REBECCA: Interestingly, probably the time going back a number of years when I had my first child Georgina, my faith was tested quite a lot because I had cancer and had about three years of treatment after that. At that time, my faith was really helpful because it really gave me strength. I thought a lot about being part of a flock and Jesus looking after that flock, and that was a really helpful thing at that time. Probably about 10 years after that I had another crisis of faith where I just really questioned what it really meant to me in my life. I sort of came through that period with a realisation that Jesus’ message is such an important thing. I really felt as though his message of doing unto others how you would like to be treated is just such a great message. In the last six months since Connor’s accident, I think (it’s been) just realising the importance of your community and the importance of your family and the strength that you get from family and friends.
DONNA: How proud of your family are you with all of that happening?
REBECCA: I suppose it’s one of those things where it probably could either split your family up or you could maybe draw together. Luckily for Sean and I, everyone’s sort of come together and helping out where they can. We’re by no means perfect; we still have a lot of disagreements about this and that, but I think on the whole we’re realising that this is a time of life we’ve all sort of got to be drawn together and help each other where we can.

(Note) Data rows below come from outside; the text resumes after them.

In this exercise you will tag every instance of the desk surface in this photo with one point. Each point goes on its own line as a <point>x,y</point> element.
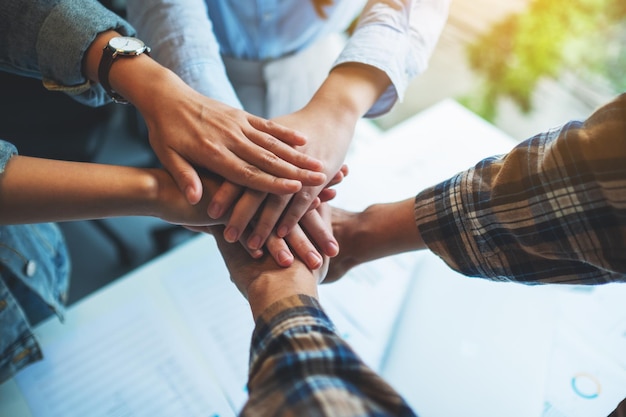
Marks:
<point>160,340</point>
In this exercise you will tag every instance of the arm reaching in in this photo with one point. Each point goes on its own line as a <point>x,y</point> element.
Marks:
<point>298,363</point>
<point>549,211</point>
<point>188,130</point>
<point>329,121</point>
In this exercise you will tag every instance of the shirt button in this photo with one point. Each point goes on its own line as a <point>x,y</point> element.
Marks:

DONNA: Your first Mother’s Day, this time around and in this situation too, how do you feel about that?
REBECCA: I know that Seamus and Connor, my sons, won’t even realise it’s Mother’s Day. That’s pretty normal. They might grunt Happy Mother’s Day to me. Georgie might remember and buy me something, but, yeah, look, we don’t really make such a big deal of Mother’s Day. However, I do feel as though it is significant; it has been a really difficult past six months. It will be nice … I usually just sleep in and have a breakfast in bed for Mother’s Day.

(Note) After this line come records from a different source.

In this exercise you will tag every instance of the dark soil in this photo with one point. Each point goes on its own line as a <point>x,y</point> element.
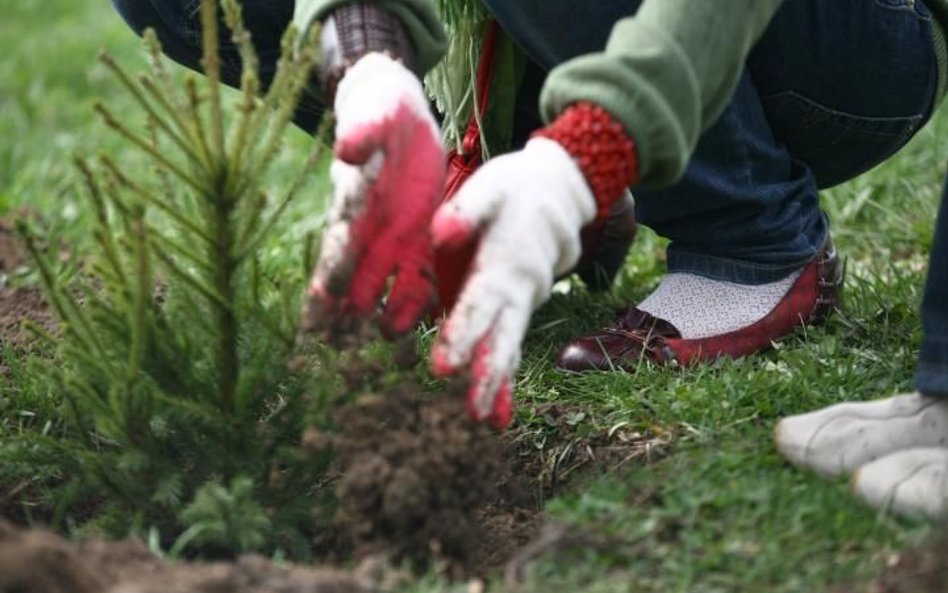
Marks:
<point>422,482</point>
<point>922,569</point>
<point>18,304</point>
<point>36,561</point>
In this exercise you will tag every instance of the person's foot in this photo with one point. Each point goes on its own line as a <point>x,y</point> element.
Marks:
<point>843,437</point>
<point>691,319</point>
<point>908,482</point>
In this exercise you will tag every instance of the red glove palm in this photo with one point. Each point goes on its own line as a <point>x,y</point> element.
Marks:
<point>388,178</point>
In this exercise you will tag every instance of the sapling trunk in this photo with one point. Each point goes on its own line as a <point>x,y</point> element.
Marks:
<point>188,391</point>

DONNA: It’s also got to be a gift how Connor’s adapted to what’s happening in his life, tell us about that?
REBECCA: We’ve just been amazed how well he’s accepted it – probably because of Sean’s influence of just really saying from the start, you’re going to have a good life whatever happens. If you’re in a wheelchair you can still really have a great life, so Connor’s taken that on board and he is very accepting of the fact that he’s changed and I think he still finds it hard going to social events, it’s difficult for him. He’s been to parties. He can’t be included in the same way he used to be. He can’t be on the dance floor, as much. I’m sure he’ll learn all these things of being able to be in a wheelchair and still be around his friends; I think it is hard. His attitude, he sort of just got on with life. He’s now the manager of the rugby team rather than being in the rugby team. He’s just spent the last three days at the school rugby camp, and just contributing how he can. He’s taken up wheelchair rugby. That’s his competitive side being fulfilled that way, and he’s really doing a lot of rehabilitation, and a lot of his time is taken up with that.
DONNA: You are such a positive person, have you got a message to mums for Mother’s Day?
REBECCA: It’s such a hard thing sometimes being a mother and I think there’s a lot of practical things, those everyday sort of boring things that often get in the way. Just taking a step back and really appreciating being a mum and all the joys that brings as well.
DONNA: You say Connor’s always thinking of things to do in such a positive mindset, he’s also got a great website up and running. Tell us about that?
REBECCA: It’s connortweedy.com, it really started from the school. At Gregory Terrace, there were some old boys who wanted to contribute financially, which we’re so grateful for. It started through that. If anyone feels as though they’re able to contribute in that way, it will be helpful for the future because we don’t know what the future holds.